Low-order centered reduced moments provide a quantitative estimation of specific geometrical features of the image. Indeed, Eq. (1) yields μ₀₀ ⁽⁰⁾=1 and μ₀₁ ⁽⁰⁾=μ₁₀ ⁽⁰⁾=0 which denote the normalization of V₀(u,v) and the position of its center of mass at the coordinate origin. The centered reduced moments of second order μ₀₂ ⁽⁰⁾, μ₁₁ ⁽⁰⁾, μ₂₀ ⁽⁰⁾ determine an ellipse of area A₀ that encloses the main intensity values of the image (Fig. 2).

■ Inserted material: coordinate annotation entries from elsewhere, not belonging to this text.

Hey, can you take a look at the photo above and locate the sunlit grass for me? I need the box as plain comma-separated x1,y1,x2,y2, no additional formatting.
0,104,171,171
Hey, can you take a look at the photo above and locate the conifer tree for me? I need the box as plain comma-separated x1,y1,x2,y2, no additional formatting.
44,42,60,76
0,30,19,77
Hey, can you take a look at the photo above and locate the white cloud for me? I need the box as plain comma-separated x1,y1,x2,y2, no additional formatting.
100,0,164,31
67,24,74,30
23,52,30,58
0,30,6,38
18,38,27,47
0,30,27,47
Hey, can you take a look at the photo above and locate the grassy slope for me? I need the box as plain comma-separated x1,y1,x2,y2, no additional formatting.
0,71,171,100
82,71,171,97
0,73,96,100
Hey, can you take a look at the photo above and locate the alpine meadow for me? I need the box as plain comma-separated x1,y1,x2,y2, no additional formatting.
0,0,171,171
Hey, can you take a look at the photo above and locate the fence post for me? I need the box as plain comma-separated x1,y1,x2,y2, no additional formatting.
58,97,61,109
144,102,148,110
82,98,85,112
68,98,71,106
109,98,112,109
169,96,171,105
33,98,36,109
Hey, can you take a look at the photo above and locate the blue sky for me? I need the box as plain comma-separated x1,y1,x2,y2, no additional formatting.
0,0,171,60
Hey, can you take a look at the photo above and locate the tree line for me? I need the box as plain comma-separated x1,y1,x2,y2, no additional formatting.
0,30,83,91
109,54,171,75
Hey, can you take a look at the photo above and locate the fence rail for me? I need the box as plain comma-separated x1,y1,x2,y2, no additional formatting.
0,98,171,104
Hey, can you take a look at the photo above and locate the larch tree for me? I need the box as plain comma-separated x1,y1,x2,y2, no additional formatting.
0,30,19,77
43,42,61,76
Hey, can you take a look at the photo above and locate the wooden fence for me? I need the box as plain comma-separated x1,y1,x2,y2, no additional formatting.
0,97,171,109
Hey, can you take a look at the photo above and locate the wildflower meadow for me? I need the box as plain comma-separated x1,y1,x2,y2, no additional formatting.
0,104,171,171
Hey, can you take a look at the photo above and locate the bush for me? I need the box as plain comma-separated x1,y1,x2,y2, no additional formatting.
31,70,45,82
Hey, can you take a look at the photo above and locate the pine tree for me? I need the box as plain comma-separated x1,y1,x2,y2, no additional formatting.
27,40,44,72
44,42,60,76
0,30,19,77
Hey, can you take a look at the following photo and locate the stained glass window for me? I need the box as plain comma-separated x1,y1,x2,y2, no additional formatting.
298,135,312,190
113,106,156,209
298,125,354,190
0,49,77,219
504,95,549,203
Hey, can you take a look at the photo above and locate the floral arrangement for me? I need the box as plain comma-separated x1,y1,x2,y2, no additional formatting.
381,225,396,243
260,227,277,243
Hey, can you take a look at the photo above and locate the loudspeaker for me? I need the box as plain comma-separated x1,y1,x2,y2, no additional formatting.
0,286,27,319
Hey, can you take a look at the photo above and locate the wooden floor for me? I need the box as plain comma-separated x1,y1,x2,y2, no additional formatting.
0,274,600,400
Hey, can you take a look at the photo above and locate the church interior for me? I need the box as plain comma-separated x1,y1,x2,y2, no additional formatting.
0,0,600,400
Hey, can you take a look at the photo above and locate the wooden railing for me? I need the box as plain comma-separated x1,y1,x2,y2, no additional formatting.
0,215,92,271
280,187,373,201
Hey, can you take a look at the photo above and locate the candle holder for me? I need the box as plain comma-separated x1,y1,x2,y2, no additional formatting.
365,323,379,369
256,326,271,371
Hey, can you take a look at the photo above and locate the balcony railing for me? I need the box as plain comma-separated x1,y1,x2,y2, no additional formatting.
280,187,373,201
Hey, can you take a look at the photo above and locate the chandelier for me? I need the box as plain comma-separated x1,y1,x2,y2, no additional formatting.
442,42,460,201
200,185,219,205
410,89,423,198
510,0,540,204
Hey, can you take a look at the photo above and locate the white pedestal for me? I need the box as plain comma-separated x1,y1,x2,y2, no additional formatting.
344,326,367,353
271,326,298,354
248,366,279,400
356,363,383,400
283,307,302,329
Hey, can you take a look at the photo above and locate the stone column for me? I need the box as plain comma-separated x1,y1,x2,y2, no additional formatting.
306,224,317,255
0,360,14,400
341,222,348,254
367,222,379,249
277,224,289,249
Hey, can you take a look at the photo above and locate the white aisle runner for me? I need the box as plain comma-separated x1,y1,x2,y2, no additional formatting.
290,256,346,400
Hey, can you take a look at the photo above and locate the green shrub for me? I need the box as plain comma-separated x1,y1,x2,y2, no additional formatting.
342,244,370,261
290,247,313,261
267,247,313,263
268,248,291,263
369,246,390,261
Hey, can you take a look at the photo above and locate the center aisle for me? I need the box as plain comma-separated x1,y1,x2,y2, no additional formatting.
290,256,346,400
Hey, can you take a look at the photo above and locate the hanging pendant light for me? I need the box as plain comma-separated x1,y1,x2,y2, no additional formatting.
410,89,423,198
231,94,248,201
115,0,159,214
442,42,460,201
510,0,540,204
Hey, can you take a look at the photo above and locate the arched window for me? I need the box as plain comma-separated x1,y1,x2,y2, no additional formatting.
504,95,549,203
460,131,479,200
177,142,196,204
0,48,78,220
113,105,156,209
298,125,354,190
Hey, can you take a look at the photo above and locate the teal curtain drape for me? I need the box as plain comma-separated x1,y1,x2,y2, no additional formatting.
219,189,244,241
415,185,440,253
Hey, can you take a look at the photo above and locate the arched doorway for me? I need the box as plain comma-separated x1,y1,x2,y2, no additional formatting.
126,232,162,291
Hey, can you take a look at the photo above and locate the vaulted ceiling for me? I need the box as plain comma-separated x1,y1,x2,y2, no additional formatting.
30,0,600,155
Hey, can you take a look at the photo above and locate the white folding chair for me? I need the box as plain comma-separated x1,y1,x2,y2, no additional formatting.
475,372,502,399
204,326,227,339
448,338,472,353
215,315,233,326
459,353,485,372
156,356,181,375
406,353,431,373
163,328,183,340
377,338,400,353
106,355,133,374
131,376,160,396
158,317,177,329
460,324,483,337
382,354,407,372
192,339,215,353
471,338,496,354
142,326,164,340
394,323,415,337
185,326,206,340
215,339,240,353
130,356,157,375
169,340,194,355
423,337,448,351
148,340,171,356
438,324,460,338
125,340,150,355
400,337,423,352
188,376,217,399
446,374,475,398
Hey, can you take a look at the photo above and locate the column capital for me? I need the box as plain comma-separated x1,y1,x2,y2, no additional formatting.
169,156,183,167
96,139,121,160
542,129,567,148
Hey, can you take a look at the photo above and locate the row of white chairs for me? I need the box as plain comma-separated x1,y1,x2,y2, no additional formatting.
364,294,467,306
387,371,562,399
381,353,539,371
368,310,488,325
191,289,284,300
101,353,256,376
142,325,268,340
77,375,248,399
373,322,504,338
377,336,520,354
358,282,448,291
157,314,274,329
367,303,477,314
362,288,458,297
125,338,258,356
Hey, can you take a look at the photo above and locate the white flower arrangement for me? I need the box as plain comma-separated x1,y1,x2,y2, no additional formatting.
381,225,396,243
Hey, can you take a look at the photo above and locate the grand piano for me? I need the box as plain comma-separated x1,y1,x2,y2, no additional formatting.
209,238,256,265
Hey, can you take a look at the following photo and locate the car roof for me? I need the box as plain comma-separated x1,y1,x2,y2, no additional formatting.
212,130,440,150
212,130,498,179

If μ₁₁ ⁽⁰⁾≠0 the semiaxis of the ellipse will be rotated with respect to the coordinate axis by an angle $ϕ_{0} = \frac{1}{2} arctan [2 μ_{11}^{(0)} / (μ_{20}^{(0)} - μ_{02}^{(0)})]$ After the rotation of V₀(u,v) by −ϕ₀, the semiaxis of the ellipse will be parallel to the coordinate axis and the centered reduced moments of second order will have new values [η₀₂ ⁽⁰⁾,0,η₂₀ ⁽⁰⁾].

Figure 2

(a) V₀(u,v) of an isolated cell nucleus in reduced coordinates. (b) Ellipse (shadowed area) determined by μ₀₂ ⁽⁰⁾, μ₁₁ ⁽⁰⁾, μ₂₀ ⁽⁰⁾.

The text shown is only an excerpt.